Catena 2019 v.174 pp. 383-398
autumn, biodiversity, coal, land restoration, mining, population growth, runoff, sediment deposition, sediment transport, sediment yield, sediments, storms, subwatersheds, terraces, vegetation, yields
San Juan Coal Company reclaimed 743 ha at its La Plata Mine using the GeoFluv™ fluvial geomorphic reclamation design method from 1999 through 2008 to achieve long-term stability against erosion (no major slope blowouts and rill and gully formation), reduced maintenance, and increased biodiversity as compared to traditional reclamation methods (e.g. terrace, berm, and downdrain designs).
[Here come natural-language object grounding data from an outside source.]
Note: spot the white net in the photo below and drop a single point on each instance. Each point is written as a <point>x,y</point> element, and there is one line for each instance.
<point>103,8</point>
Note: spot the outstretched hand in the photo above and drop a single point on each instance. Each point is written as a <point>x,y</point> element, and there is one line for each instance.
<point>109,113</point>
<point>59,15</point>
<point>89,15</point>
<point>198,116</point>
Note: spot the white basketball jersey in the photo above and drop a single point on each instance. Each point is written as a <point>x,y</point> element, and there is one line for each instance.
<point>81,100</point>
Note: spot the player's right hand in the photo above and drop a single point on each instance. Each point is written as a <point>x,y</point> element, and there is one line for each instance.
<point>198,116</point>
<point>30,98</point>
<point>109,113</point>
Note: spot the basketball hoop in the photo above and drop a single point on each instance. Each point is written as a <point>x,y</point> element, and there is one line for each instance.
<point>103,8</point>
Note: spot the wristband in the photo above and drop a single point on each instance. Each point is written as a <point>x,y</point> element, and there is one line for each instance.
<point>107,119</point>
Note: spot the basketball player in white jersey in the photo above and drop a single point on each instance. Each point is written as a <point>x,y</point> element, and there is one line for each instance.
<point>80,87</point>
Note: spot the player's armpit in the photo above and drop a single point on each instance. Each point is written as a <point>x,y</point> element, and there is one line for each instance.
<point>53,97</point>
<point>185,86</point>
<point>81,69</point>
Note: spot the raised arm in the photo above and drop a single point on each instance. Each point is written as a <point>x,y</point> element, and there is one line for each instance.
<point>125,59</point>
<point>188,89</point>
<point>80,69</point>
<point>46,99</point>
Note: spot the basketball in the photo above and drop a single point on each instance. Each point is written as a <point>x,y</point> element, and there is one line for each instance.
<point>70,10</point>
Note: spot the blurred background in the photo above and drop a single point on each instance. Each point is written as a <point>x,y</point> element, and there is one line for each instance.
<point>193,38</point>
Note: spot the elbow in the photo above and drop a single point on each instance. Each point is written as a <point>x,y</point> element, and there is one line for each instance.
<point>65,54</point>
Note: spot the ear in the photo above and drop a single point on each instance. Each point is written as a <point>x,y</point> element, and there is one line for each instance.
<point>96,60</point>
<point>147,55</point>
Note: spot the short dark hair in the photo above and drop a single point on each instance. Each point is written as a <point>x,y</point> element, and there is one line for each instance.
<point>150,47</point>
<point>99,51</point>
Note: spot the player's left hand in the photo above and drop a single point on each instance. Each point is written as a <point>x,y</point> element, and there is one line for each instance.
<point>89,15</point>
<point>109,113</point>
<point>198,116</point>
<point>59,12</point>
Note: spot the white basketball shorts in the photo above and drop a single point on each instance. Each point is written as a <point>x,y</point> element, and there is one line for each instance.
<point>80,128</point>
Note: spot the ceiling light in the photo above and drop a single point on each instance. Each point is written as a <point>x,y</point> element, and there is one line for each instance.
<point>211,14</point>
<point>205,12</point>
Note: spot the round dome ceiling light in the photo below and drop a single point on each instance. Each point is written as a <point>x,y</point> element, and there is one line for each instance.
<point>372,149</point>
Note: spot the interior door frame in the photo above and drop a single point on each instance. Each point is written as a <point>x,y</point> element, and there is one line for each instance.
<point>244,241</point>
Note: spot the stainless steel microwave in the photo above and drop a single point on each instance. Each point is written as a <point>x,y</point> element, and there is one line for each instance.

Qualitative inspections of the completed reclamation confirmed the fluvial geomorphic reclamation method benefits. In the fall of 2011, the company began implementing a research study to quantify the sediment production rate from these geomorphic landforms and surrounding undisturbed native lands.Data were acquired from subwatersheds differentiated as native (undisturbed by mining), fluvial geomorphic design with topdressing and poorly established vegetation, and fluvial geomorphic design with topdressing and significant vegetation establishment. The three subwatersheds were selected to ensure similar size, aspect, and slope and were located close together to minimize storm variation effects. Temporary check-dam-type sediment control structures designed to impound runoff from a 2-yr, 1-h storm were installed at each subwatershed outlet. Erosion pins in the impounded area facilitated sediment deposition measurement. Precipitation was recorded by the La Plata Mine Meteorological Station and supplemental site-specific precipitation gauges.Precipitation sufficient to cause sediment transport provided data for the end of the 2012, all of the 2013, and the beginning of the 2014 water years. The site data provided direct relationships between sediment production and precipitation. The sediment yield from the undisturbed native site was 9.53 t ha−1 yr−1, while the fluvial geomorphic design with topdressing and poorly established vegetation site averaged 13% lower than the native site, and the fluvial geomorphic design with topdressing and significant vegetation establishment averaging 41% lower sediment yield than the native site. Land-disturbing activities that can accelerate erosion and sediment yield will accompany global population growth. The results of this study indicate that use of this land reclamation method can mitigate erosion and sediment yield increases associated with that growth.